Sort of surprised there isn’t an implementation already and especially not an official PyTorch one, given how important CI is supposed to be…perhaps a deep learning bad habit? Rarely seen it in papers, unfortunately.



Confidence intervals (ci) compute:

  • the probability that the true mean is in the given interval (usually written mu_n +- ci


  • traditional confidence intervals statements only hold for statements about the value (parameter, random quantitiy, etc) we want to estimate being the mean
  • you have enough samples so that the analysis holds (e.g. the mean $mu_n = 1/n sum_i x_i$, where n>=30 is recommended)

If those assumptions hold (**i.e. your esitmating the true mean via the sample mean with a ± value **) then use the code bellow that I provided called torch_compute_confidence_interval for regression, classification, anything you want.

First, asfaik confidence intervals (ci) is an open research problem in deep learning (DL) - so more sophisticated answers probably exist. But I will provide a practical answer that I plan to use (and see others using when reporting results in DL).

To compute confidence intervals we have to understand a little bit of ci first. What they are is a probabilistic statement over the random surveys/samples of data sets that the mean you are trying to report is withing the reported interval. So when people say:

mean_error +- CI for p=95%

it means if you sampled 95 data sets you’d expect the true mean to lie in that interval 95 of the time (but you wouldn’t know which ones, so you can’t say for any specific interval you compute that the mean will be there).

This means you can only use it for reporting means. This is because the maths that goes behind it (which isn’t very hard) approximates the computation of the probability that the bound holds (or the confidence interval holds) by taking advantage that we can compute probabilities analytically for sample means because the approximate a normal according to the central limit theorem CLT. So the specific CI that is computed assumes the quanity you want to compute is a sample mean and computes your ± numbers using this normal approximation. Thus, usually it’s recomended to have n>=30 data points for the specific data set you are using but things can still work out nicely since ci can be computed with a t distribution instead of a normal (denoted z in stats software).

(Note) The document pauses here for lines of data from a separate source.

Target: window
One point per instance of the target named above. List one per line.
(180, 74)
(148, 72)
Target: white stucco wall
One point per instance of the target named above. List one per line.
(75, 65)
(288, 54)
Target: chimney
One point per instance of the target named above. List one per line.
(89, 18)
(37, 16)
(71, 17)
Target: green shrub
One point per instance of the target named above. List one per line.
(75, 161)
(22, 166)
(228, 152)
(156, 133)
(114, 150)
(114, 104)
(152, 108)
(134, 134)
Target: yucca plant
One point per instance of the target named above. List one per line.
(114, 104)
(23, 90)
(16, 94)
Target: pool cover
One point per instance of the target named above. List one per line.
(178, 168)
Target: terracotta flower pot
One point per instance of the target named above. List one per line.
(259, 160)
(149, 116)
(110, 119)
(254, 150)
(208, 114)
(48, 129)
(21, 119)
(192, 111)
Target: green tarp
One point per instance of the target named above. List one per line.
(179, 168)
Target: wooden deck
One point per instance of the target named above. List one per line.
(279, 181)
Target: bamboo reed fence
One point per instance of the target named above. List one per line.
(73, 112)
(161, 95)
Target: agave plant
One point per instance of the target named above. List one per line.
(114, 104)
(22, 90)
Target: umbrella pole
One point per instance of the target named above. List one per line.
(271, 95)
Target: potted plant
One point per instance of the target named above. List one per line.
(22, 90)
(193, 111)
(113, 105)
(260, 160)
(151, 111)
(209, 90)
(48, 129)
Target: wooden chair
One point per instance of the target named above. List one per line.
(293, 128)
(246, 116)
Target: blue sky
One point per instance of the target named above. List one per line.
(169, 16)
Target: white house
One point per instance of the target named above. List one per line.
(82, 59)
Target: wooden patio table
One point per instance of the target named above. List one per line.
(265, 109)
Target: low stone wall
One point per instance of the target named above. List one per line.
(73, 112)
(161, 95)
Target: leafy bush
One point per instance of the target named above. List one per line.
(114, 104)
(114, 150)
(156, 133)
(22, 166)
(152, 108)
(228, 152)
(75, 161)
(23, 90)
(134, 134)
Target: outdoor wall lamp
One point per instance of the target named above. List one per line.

Given those assumptions you can simply do the following:

def torch_compute_confidence_interval(data: Tensor,
                                           confidence: float = 0.95
                                           ) -> Tensor:
    Computes the confidence interval for a given survey of a data set.
    n = len(data)
    mean: Tensor = data.mean()
    # se: Tensor = scipy.stats.sem(data)  # compute standard error
    # se, mean: Tensor = torch.std_mean(data, unbiased=True)  # compute standard error
    se: Tensor = data.std(unbiased=True) / (n**0.5)
    t_p: float = float(scipy.stats.t.ppf((1 + confidence) / 2., n - 1))
    ci = t_p * se
    return mean, ci

I’ve tested it and compared it to things specialized for classification and they agree in values up to 1e-2 so the code works. Output:

Connected to pydev debugger (build 213.5744.248)
x_bernoulli.std()=tensor(0.5085, grad_fn=<StdBackward>)
ci_95_torch=tensor(0.1867, grad_fn=<MulBackward0>)
x.std()=tensor(1.0181, grad_fn=<StdBackward>)
ci_95_torch=tensor(0.3802, grad_fn=<MulBackward0>)

For more details see my ultimate-utils library where I comment on the maths in the docs: ultimate-utils/confidence_intervals.py at e81a8c3c4425b33e00b3ade172705f20b626b2b1 · brando90/ultimate-utils · GitHub

Comments on DL

If you are reporting the error of a specific model e.g. neural net, like this you are more or less reporting that the true mean error for that very specific neural net and weights lies in those bounds. But as I said this is an open research area so fancier things must be available e.g. consider some layers are actually random, etc.